Une nouvelle étude se penche sur le patrimoine génétique des Tardigrades. Aussi appelés Oursons d’eau, ces minuscules animaux sont extrêmement résistants. L’occasion d’étudier des mécanismes biologiques uniques.
Des animaux incroyablement résistants
Ils ne font qu’un millimètre de long. Mais que leur taille ne vous trompe pas. Ces animaux nous survivront de manière presque certaine, eux qui sont déjà vieux d’au moins 80 millions d’années. Les tardigrades sont probablement les animaux les plus résistants la planète. On peut les rencontrer sur les sommets de l’Himalaya comme dans les fosses sous-marines les plus profondes. Et pour cause : cette petite bête à 8 pattes peut survivre à des températures extrêmes, de 150 degrés jusqu’au zéro absolu (-272,8 °C ). Il survivent même au vide spatial. Ils supportent les produits les plus toxiques, et même les radiations. Leur durée de vie sans oxygène atteint 5 jours.
Plus intéressant encore, ils ont la capacité d’utiliser la cryptobiose. Lorsqu’ils font face à des situations de stress extrême, ils mettent ainsi leur organisme en état de stase. Leur métabolisme s’arrête pendant des durées presque illimitées en attendant des conditions plus favorables. On trouve ainsi des tardigrades endormis dans les calottes polaires depuis des milliers d’années. Cela leur permet ainsi de faire face à la déshydratation pendant plusieurs décennies. Lorsque l’eau revient, ils se réveillent.
L’étude du génome
Les chercheurs se sont naturellement penchés sur cet étrange phénomène. Une étude précédente avait déjà montré qu’une protéine particulière était en cause. Les scientifiques de cette nouvelle étude, publiée dans la revue PLOS, sont allé plus loin et ont voulu comprendre quel gène était responsable. Ils ont donc provoqué l’état de stase par dessiccation de deux espèces de tardigrades (c’est-à-dire en les déshydratant complètement), puis les ont réveillés. Ils ont ainsi pu observer quels gènes étaient les plus actifs.
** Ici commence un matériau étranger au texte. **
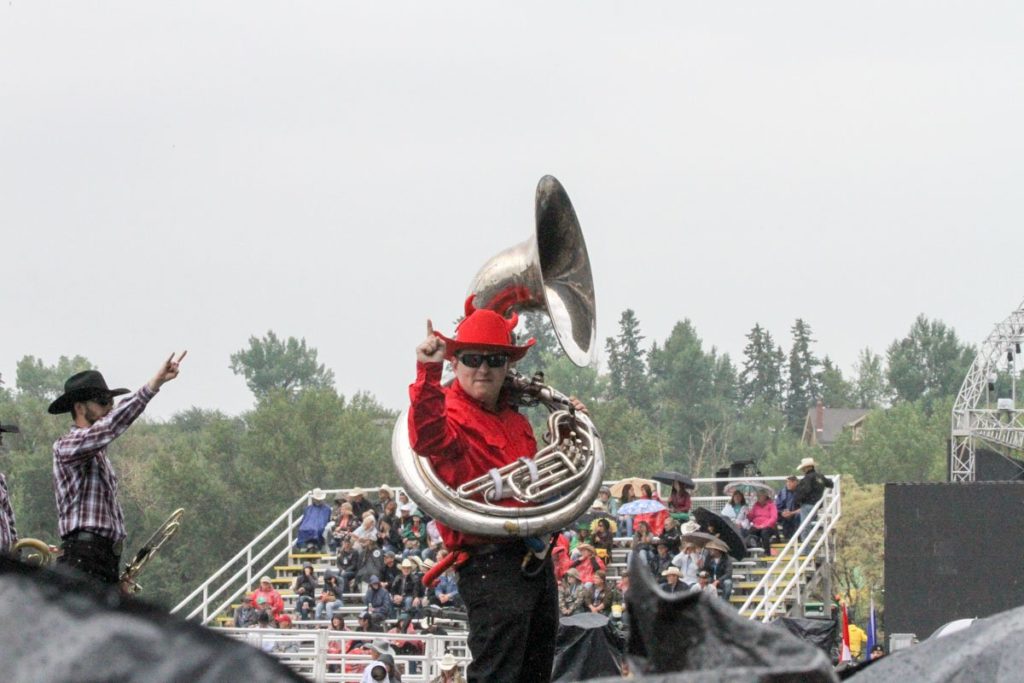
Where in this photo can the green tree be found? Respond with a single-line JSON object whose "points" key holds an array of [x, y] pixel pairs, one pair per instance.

Comme on pouvait s’y attendre, un grand nombre de gènes sont impliqués dans le processus de réparation de l’ADN. Ils ont certaines tâches dédiées comme les dommages liées à l’oxydation. En état de dessiccation, les tardigrades produisent une sorte de couche protectrice, qui les protège, et qui fond quand l’eau revient. Mais grâce à cette cartographie du génome, l’équipe a ensuite cherché à savoir à quelle famille on devait rattacher ces animaux presque indestructibles.
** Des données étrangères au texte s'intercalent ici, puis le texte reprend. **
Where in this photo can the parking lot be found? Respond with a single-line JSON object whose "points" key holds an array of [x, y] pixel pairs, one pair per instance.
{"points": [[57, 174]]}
Un organisme très original
Depuis sa découverte au XVIIIe siècle, la question intrigue les biologistes. Cela peut être du à l’aspect si particulier de l’ourson d’eau. Ses huit pattes et son aspect de petit insecte le rapprocheraient a priori des arthropodes (crabes, insectes araignées…). Pour d’autres, ces petites pattes supportant un long corps en feraient des êtres plus proches des onychophores (la famille des vers possédant des pattes, dont le vers à soie par exemple). Après avoir étudié le génome, les scientifiques n’ont eu d’autre choix que de placer le tardigrade dans un embranchement taxonomique à son nom.
D’autres études avaient quant à elles rapproché le Tardigrade des nématodes (une autre sorte plus commune de vers). Si le consensus est loin d’être fait, c’est peut-être à cause d’une autre particularité de notre animal : il emprunte de nombreux gènes à d’autres animaux. Ce phénomène de transfert génétique horizontal est commun à toutes les espèces. Mais il prend chez lui des proportions étonnantes. Environ 17,5 % de ses gènes ont été pris chez d’autres organismes, essentiellement des bactéries.
Des applications dans les biotechnologies
Si cet animal fascine autant, c’est peut-être aussi grâce aux possibilités qu’il nous fait miroiter. De tout temps, les inventeurs se sont inspirés du vivant, et notre époque ne fait pas exception à la règle. Certains rêvent déjà de parvenir à imiter certaines de ses capacités. La résistance aux radiations et aux chaleurs extrêmes offre des opportunités évidentes, si l’on parvenait à dupliquer le mécanisme en cause. « Ce n’est qu’un début », espère Max Blaxter de l’université d’Edimbourg, l’un des auteurs de l’étude.
Mais les possibilités sont plus grandes encore. La protéine utilisée pourrait être transférée à des cultures transgéniques, ce qui les rendrait aptes à survivre à des sécheresses prolongées. La protection que ces êtres forment lorsqu’ils sont déshydratés pourrait être utilisée pour résoudre certains problèmes de température. Bref, cet animal unique n’a pas fini de nous inspirer. Et pourrait peut-être nous rendre de grands services à l’avenir.